Off-brand cartridges break HP printers, “crap in – crap out”

Partners at HP Inc. say all the fuss over a firmware update that prevented some cloned cartridges from working in HP printers misses the point: branded cartridges break HP printers.

“It’s simple: crap in, crap out,” said Bob Venero, CEO of Holbrook, New York-based solutions provider Future Tech, a leader of HP Inc. Partners, #167 on the 2016 CRN Solution Provider 500. “This is not a choice issue. It’s a quality problem. We see remanufactured cartridges leaking toner from the device. The risk is not worth the reward. If I were HP, I would stand my ground and do what is right for the company and not allow remanufactured ink cartridges to be used in HP printers.”

[Related: CRN Exclusive: HP COO Flaxman Reaffirms Commitment To Printer Security]

In addition to damaging printers, non-brand, counterfeit and remanufactured cartridges compromise safety, compromise print quality and cost customers more in the long run, partners said.

The outcry from partners came after HP released a fix for customers affected by a new cartridge authentication process that prevented some cloned cartridges from working with HP printers.

in one blog entry On Wednesday, HP COO Jon Flaxman apologized to customers affected by the issue, but reiterated HP’s commitment to “use security features going forward.”

Venero, an HP Managed Print Services partner, said his company stays away from stores where customers want to use remanufactured cartridges. “The cost of my services increases exponentially for devices that use remanufactured toner,” he said.

The clone cartridges are causing HP printers to fail, with customers blaming HP as the printer manufacturer — not the third-party clone cartridge manufacturer, Venero said.

“HP has invested billions and billions of dollars in research and development to create the leading printer offering on the market,” said Venero. “It makes no sense to allow an uncertified third-party toner cartridge supplier to influence the user experience.”

Bruno Tirone, president and CEO of MRA International Inc., an HP Inc. partner in Long Branch, New Jersey, said buying cloned cartridges ultimately costs the customer in the form of a defective printer that needs to be replaced.

“It’s a big mistake to use non-HP cartridges,” Tirone said. “Even if they save a few cents on the cartridge in six months to a year, they end up having to replace the printer. At the end of the day, the customer saved a few cents, but their (print) yield is a lot less and they destroyed their printer.”


The problem in most companies is that the purchasing department makes the purchasing decision about non-HP cartridges and not the IT department, said Tirone, which only sells HP printers and cartridges.

“The purchasing department trying to save money is actually costing the company more,” he said. “What happens is you end up leaking inside the printer. This means that the printer requires more maintenance. You end up destroying the printer. We repair printers. I see it daily with remanufactured cartridges. It’s crazy. But it’s a good market for me because I end up making money selling new printers.”

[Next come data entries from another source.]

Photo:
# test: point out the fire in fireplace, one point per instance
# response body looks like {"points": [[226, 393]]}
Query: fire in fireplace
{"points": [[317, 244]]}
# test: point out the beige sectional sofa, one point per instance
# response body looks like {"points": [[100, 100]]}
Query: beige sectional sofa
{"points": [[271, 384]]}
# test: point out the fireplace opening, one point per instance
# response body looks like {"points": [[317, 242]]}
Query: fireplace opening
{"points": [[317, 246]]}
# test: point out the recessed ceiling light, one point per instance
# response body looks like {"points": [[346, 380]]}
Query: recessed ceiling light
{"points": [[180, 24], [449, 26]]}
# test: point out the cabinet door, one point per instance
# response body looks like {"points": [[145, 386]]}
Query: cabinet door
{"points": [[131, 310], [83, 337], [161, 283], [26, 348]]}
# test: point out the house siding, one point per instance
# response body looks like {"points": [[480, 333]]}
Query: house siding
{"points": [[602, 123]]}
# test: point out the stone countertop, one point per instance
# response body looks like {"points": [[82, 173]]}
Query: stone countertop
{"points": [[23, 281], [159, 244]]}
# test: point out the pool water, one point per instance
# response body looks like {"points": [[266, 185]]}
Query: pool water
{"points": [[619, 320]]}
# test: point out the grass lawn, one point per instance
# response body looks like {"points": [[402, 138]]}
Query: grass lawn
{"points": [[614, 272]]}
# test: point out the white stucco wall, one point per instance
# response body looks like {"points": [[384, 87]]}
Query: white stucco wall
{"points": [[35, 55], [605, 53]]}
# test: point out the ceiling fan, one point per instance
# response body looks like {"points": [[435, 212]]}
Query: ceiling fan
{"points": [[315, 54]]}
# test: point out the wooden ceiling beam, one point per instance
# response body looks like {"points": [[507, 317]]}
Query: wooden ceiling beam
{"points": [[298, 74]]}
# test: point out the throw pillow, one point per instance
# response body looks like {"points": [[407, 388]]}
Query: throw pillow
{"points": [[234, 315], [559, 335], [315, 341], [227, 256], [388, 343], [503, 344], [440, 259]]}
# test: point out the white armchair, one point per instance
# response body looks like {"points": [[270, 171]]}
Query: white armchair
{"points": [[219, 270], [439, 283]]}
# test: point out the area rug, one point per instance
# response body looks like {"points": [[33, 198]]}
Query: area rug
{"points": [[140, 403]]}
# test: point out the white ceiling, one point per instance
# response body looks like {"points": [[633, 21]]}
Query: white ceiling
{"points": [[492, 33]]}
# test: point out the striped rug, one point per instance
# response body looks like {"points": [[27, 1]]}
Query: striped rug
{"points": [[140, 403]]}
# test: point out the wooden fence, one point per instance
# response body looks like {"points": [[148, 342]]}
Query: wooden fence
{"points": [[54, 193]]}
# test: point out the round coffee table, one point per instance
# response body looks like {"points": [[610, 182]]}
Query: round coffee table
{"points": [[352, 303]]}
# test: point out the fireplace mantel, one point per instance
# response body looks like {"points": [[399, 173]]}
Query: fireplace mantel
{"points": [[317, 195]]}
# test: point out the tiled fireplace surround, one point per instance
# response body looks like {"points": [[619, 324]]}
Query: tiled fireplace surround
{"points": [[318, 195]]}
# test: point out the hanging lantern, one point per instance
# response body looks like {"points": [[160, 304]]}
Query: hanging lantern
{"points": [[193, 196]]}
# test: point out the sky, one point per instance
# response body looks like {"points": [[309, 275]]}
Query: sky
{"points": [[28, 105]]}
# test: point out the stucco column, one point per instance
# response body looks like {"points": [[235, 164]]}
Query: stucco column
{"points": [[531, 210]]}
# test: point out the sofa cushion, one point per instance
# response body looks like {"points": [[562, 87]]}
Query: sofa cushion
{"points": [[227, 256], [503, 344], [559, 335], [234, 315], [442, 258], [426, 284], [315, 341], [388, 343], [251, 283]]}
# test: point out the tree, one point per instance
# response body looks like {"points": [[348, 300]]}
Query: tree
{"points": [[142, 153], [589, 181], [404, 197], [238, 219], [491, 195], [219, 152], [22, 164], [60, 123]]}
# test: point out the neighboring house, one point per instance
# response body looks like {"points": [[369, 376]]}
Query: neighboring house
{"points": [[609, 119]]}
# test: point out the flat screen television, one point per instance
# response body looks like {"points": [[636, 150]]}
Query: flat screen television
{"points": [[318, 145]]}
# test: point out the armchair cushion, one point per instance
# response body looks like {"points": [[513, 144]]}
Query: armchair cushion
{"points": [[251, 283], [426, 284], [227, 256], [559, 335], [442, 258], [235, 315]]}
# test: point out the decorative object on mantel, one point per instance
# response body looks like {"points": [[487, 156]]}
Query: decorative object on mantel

A sign of HP printer quality – a customer with a 30-year-old HP 5si printer that still works – and paid $200 for the cartridges. “It’s not a joke,” Tirone said. “This printer is still operational. I asked the customer if he would like to replace it because when he turns it on the lights go out. The customer said it works. That’s the point: HP printers work with HP cartridges – period. “

Tirone said he sees HP Inc. unfairly singled out because it is the market leader. “When you’re the champion, everyone picks on you,” he said. “HP is the gorilla on the market.”

Dan Molina, CTO of San Diego-based Nth Generation Computing, #373 on the CRN 2016 SP500, said buying a non-HP ink cartridge is like buying a Mercedes car and using non-Mercedes parts in the car.

Ultimately, using non-HP cartridges costs customers more, Molina said, noting that the cartridge issue is one of the reasons print managed services are popular with customers. “The whole point of selling a managed service is to free customers from the worry of managing day-to-day operations with printers so they can use that time for something more beneficial to their business,” Molina said.